You can see how it works on the Economist where there are two "titles" for each article, a catchy one and a useful one.

e.g. From http://www.economist.com/printedition/2017-02-18:

Catchy / Useful

- Taking the low road / Scotland's economy

- Back to the desert / Britain in the Gulf

- Still cleaning up the Co-op / Ethical banking

- Errant Flynn / Turmoil in the administration

- etc


I've always found HN's policy of no editorializing of titles, and their insistence on original titles to be counterproductive.

Quite often an excellent article will have a really generic or vague title that few people will ever read, and a judiciously edited title will interest people enough to read it.

At that point, upvotes should determine whether the article lives or dies, as usual. If readers don't think the article is worthwhile, they don't have to upvote it.

I like your subtitle idea too. It's definitely better than insisting on keeping just the original title. Unfortunately, it will make for some practical difficulties with the layout of HN pages, which will be able to fit fewer articles in the same space, and it will also be problematic with RSS feeds and the like, which will often still display just one title, not a title and subtitle.


HN needs a secondary upvoter system on the displayed title for an article.

"Dear Apple" or "Requests regarding XCode and Swift/ObjC" or "Developer tooling in the Apple ecosystem"

Uneditorialized titles also encourages marketing via title wording. But in general, isn't this the Facebook "link as it is" vs "how would be objectively and fairly make links better" debate?


Dear Apple - Xcode feature requests and bug reports (@dang)


Yet, oddly, not a single reference to a radar report that people can try to support.

Is this a manifesto, or an attempt to get a bunch of Apple developers to put their email addresses on a list as part of someone's marketing campaign for iOS-focused dev tools?


Especially given the length as well. It's a small, short list of issues that users of XCode/Apple Developer tools have. Why is this #1 on the front page?


Because it's by far one of the most annoying issues every developer has with Apple now. It's so frustrating to see the syntax highlighting and auto completion engine crash continuously as you try to figure out what line causes it just so you can rewrite it the more verbose way for the engine not to choke. You may think this has to be a beta version or a newly introduced bug, but no, these issues have been there in the official release for at least 1 1/2 years now. It got better over time, yes, but it's still far from being where it should be.


> it's by far one of the most annoying issues every developer has with Apple now

Every developer on an Apple device who actually makes apps for Apple devices. There are a lot of devs on Macbooks who produce server applications that run on Linux, possibly more than create iOS or macOS apps.


Whoops, yeah that's what I meant to say


1 1/2 years? Uh since day 1 of swift at least. Granted it was beta then but you couldn't go 45 seconds without losing syntax highlighting.

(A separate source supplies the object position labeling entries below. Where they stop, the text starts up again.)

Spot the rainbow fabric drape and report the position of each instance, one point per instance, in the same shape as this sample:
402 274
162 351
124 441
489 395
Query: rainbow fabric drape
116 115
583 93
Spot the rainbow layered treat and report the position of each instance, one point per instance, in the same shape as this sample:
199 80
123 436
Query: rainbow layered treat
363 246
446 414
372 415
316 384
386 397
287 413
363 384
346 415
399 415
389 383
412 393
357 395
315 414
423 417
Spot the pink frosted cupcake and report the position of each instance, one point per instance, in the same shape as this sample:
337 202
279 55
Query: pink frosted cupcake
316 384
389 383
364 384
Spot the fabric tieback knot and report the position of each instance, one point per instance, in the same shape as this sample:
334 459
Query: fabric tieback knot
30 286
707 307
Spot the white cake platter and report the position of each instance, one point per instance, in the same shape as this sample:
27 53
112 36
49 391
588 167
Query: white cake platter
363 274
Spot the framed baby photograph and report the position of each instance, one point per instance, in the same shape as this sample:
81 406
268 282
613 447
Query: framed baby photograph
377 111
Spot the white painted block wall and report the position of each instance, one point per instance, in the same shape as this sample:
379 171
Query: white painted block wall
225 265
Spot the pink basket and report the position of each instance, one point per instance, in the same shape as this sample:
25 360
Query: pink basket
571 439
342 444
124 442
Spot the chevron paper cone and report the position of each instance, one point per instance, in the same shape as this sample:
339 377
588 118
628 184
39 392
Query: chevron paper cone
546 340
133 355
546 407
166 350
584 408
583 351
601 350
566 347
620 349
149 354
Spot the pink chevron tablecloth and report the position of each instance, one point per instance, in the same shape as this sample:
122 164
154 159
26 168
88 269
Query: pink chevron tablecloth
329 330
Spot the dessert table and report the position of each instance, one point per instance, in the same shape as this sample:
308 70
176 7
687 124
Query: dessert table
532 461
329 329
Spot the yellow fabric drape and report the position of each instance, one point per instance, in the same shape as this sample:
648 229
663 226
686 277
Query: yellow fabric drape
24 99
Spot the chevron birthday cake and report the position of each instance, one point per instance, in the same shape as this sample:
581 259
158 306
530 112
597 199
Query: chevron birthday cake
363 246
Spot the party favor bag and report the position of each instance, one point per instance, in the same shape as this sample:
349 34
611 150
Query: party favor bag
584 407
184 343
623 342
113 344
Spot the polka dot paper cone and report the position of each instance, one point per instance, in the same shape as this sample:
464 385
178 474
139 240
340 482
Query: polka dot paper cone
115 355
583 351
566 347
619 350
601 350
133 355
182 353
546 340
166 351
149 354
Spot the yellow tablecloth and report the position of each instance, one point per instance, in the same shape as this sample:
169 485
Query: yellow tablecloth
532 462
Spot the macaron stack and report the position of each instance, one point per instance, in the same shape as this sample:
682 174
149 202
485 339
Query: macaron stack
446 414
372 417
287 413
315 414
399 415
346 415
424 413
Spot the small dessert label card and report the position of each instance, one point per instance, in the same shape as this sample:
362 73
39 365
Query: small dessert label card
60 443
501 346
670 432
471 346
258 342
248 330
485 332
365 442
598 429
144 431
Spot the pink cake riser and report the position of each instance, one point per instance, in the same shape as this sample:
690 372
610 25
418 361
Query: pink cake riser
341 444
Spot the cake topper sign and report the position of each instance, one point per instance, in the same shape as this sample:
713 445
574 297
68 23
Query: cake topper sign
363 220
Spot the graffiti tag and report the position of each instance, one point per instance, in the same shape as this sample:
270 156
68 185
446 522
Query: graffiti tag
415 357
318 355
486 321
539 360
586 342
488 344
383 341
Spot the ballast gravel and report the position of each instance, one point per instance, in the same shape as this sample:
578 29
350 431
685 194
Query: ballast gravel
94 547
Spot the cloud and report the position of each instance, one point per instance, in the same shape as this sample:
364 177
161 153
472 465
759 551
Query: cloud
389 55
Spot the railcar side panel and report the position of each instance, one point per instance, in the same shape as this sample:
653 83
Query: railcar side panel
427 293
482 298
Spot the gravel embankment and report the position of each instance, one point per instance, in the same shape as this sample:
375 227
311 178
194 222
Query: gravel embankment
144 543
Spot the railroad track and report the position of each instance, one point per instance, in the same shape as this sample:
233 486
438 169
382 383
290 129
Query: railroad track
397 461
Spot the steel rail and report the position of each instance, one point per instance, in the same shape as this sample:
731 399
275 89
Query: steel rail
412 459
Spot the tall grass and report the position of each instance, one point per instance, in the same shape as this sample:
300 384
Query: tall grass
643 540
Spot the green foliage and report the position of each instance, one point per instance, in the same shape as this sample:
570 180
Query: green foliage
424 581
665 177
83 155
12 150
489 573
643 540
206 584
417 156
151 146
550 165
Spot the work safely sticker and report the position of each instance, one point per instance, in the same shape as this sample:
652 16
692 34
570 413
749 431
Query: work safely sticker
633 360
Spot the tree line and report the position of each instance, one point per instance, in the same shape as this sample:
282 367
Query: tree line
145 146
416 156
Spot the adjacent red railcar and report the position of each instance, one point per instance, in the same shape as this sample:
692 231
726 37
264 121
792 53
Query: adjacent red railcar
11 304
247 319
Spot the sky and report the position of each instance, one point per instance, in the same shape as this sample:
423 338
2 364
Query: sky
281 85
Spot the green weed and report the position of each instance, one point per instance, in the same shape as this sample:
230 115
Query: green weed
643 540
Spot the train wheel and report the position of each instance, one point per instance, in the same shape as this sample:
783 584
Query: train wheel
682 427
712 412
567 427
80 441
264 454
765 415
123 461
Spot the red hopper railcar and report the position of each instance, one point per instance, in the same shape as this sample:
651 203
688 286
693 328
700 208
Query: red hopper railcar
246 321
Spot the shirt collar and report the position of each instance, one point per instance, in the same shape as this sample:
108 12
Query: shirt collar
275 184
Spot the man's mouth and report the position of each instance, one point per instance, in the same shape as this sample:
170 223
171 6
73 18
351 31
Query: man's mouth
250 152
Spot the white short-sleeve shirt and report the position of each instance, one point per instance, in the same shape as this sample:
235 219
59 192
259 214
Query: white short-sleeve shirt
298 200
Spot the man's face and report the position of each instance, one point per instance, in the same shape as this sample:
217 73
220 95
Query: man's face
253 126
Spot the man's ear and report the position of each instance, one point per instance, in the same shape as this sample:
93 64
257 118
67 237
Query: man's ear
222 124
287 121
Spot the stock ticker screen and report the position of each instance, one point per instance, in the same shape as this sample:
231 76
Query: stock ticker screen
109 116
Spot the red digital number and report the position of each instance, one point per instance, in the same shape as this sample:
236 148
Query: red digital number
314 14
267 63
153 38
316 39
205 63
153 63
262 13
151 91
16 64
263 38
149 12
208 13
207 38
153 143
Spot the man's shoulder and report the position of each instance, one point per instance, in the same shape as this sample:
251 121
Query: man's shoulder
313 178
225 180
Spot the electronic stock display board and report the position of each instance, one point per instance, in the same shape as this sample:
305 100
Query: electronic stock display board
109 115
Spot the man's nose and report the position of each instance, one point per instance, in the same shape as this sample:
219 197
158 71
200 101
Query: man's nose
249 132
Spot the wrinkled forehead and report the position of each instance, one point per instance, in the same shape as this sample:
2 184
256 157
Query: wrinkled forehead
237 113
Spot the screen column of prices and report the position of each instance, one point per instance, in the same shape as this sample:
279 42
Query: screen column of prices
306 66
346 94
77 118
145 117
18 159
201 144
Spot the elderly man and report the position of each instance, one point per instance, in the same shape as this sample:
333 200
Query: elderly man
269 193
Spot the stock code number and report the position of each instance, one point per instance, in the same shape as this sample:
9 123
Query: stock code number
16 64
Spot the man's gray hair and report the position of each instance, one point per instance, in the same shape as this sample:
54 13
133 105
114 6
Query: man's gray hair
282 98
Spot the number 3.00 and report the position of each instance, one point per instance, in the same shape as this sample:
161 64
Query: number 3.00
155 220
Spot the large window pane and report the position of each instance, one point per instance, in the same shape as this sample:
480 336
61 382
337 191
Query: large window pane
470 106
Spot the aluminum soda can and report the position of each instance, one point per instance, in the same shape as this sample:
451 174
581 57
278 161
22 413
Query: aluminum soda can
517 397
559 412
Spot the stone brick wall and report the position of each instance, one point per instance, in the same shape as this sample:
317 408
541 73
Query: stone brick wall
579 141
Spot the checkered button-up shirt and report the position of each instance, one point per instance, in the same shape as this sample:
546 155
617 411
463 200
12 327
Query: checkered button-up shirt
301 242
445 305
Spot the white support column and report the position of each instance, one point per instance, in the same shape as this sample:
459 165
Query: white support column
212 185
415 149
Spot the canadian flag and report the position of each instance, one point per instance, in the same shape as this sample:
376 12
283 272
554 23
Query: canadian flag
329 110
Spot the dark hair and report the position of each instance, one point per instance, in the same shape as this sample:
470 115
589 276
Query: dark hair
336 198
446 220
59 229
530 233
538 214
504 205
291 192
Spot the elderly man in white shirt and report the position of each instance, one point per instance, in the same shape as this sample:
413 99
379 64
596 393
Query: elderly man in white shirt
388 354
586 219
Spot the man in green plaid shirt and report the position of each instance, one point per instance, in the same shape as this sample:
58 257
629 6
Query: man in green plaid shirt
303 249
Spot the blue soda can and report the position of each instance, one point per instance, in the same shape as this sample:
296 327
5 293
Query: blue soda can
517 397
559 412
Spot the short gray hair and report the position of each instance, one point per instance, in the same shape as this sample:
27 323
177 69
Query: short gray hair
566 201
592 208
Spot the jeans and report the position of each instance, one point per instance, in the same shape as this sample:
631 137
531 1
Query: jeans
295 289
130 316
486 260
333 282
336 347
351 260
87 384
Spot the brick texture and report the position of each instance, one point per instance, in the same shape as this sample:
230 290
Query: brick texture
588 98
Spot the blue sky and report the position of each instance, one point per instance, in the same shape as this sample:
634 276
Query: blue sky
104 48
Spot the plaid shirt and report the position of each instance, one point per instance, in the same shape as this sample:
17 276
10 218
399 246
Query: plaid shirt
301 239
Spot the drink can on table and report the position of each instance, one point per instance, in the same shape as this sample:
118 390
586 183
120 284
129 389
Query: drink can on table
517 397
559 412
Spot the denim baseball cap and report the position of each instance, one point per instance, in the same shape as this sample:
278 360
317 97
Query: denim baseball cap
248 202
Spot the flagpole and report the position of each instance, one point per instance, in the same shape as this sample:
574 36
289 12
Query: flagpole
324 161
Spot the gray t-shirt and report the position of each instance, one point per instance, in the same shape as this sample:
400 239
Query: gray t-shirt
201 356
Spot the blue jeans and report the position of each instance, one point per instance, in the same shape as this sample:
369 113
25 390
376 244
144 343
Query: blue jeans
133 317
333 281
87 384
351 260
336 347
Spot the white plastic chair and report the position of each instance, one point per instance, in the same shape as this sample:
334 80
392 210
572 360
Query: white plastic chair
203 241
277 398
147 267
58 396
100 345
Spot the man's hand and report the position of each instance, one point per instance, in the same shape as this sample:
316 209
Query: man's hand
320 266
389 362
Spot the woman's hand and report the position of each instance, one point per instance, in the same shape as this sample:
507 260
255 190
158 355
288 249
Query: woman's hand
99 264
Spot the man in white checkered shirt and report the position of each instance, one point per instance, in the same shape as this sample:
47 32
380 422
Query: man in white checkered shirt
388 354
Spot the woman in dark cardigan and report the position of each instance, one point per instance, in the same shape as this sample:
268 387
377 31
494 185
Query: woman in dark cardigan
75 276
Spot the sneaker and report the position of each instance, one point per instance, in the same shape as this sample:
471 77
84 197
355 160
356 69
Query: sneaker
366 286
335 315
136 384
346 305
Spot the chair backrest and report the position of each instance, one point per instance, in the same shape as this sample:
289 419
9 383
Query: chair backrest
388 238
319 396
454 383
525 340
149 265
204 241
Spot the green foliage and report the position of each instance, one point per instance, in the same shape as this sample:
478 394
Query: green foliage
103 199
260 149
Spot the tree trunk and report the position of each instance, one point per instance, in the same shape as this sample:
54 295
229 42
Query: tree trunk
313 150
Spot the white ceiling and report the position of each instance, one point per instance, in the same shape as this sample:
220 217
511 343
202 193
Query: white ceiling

Xcode is 14 years old and Swift is a new language with no baggage that really only needs to target iOS and has new APIs for graphics and more. Seems more likely their goal would be a much-more simplified IDE for iPads that anyone can learn that can only publish to iOS.

They also stopped making computer monitors and routers last year and haven't updated most of their computers in years.

Best reason to host WWDC outside of SF this year is so it won't be a building full of Xcode developers lol!